Autos, buses y patrulleros

Punto de vista

Por Eduardo Morón. Economista *

La frustración de la ministra Verónica Zavala, unida a las múltiples críticas que ha recibido el Gobierno por los decepcionantes resultados del programa Tolerancia Cero, la han hecho dar un giro inusitado. Lejos de seguir con la idea inicial que cada gobierno regional sea el que supervise a los buses interprovinciales, se ha optado por una figura en la cual el Gobierno Central retoma la función de fiscalización. El argumento de la ministra es que el programa Tolerancia Cero sí ha sido eficaz en Lima, donde sí ha existido un mayor control. En Lima se han reducido los accidentes en casi 40%. Con esa lógica, si el resto del país hiciera lo que se hace en Lima, los periódicos tendrían que buscarse otras noticias, pues los accidentes de tránsito serían realmente eso, accidentes.
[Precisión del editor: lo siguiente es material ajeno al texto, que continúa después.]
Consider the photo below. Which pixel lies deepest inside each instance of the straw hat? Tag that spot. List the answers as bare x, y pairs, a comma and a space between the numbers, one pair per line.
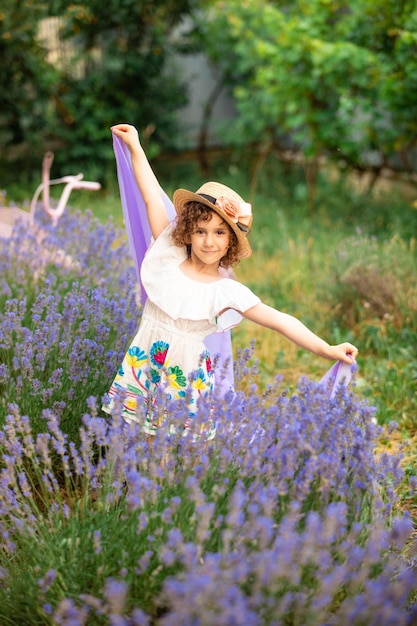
226, 203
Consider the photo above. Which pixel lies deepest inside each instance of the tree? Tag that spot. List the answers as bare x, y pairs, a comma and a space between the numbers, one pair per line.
26, 79
117, 69
337, 78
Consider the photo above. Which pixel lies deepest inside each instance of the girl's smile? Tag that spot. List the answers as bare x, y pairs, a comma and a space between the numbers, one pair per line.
209, 242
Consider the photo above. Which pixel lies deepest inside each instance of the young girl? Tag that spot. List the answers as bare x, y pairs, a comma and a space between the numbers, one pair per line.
189, 297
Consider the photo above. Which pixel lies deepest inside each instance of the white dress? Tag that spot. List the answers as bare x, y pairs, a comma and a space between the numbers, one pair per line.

En mi comentario de hace unas semanas sobre el mensaje presidencial, decía que Alan García estaba en un grave error en suponer que la descentralización implicaba necesariamente mejor ejecución. Es cierto que cuando uno descentraliza una función que antes estaba bajo la responsabilidad de una autoridad central, los 'clientes' estarán más cerca del nuevo responsable. Por lo tanto, uno podría suponer que como el nuevo responsable estará más controlado hará mejor su trabajo. Nada más falso, pues este es un típico ejemplo de lo que en economía se llama el problema del agente y el principal. En palabras sencillas, es como hacer que alguien que tú contratas haga por ti lo que tú quisieras que haga.

El problema que tiene el Gobierno Central es que ha encargado a los distintos gobiernos regionales que se hagan cargo de una tarea y estos no necesariamente están dispuestos a hacerla con la misma intensidad. En primer lugar, porque la culpa siempre caerá sobre la ministra. En segundo lugar, porque no se premia el buen desempeño. ¿Alguien sabe cuál es la región que redujo en mayor medida los accidentes y las muertes?

El MTC ha empezado a publicar la lista de empresas con más accidentes, pero la comparación es difícil, pues hay empresas registradas con dos buses y otras con 280 buses. De repente lo que falta hacer es elevar el costo para el dueño de la empresa de ocasionar una muerte. Un costo alto haría que las empresas sean necesariamente más grandes para afrontar el costo de un evento extremo. Un costo alto haría que las empresas se preocuparan de que sus choferes no manejen en condiciones precarias o que sus buses estén algo más que solo operativos.

El problema con esta medida es que el SOAT sería aun mucho más caro para todos los buses. Es decir, la aseguradora no lee el ránking que el MTC publica. Lo único que le interesa es si el promedio de accidentes fatales aumentó o no. Eso está mal. El costo del SOAT debería tomar en consideración el récord de accidentes de la compañía. Le tiene que convenir en el bolsillo al dueño de una empresa llevar a salvo a sus pasajeros.

Quiero terminar con una pequeña nota sobre la compra de los patrulleros. La subasta inversa es un procedimiento interesante cuando lo que se quiere comprar está muy bien definido y efectivamente existe un número de potenciales proveedores dispuestos a competir vía precios menores. Si esas dos condiciones no se dan, entonces la subasta inversa no genera beneficios a quien la utiliza. Por ello es recomendable utilizarla, ya sea para bienes estandarizados o definiendo un bien o servicio en el que varios proveedores pueden competir. Nada de esto pasó con la reciente compra de patrulleros. El ministro Alva Castro cumplió la ley al pie de la letra, pero no aprueba el curso de Economía.

* INVESTIGADOR DE LA UNIVERSIDAD DEL PACÍFICO.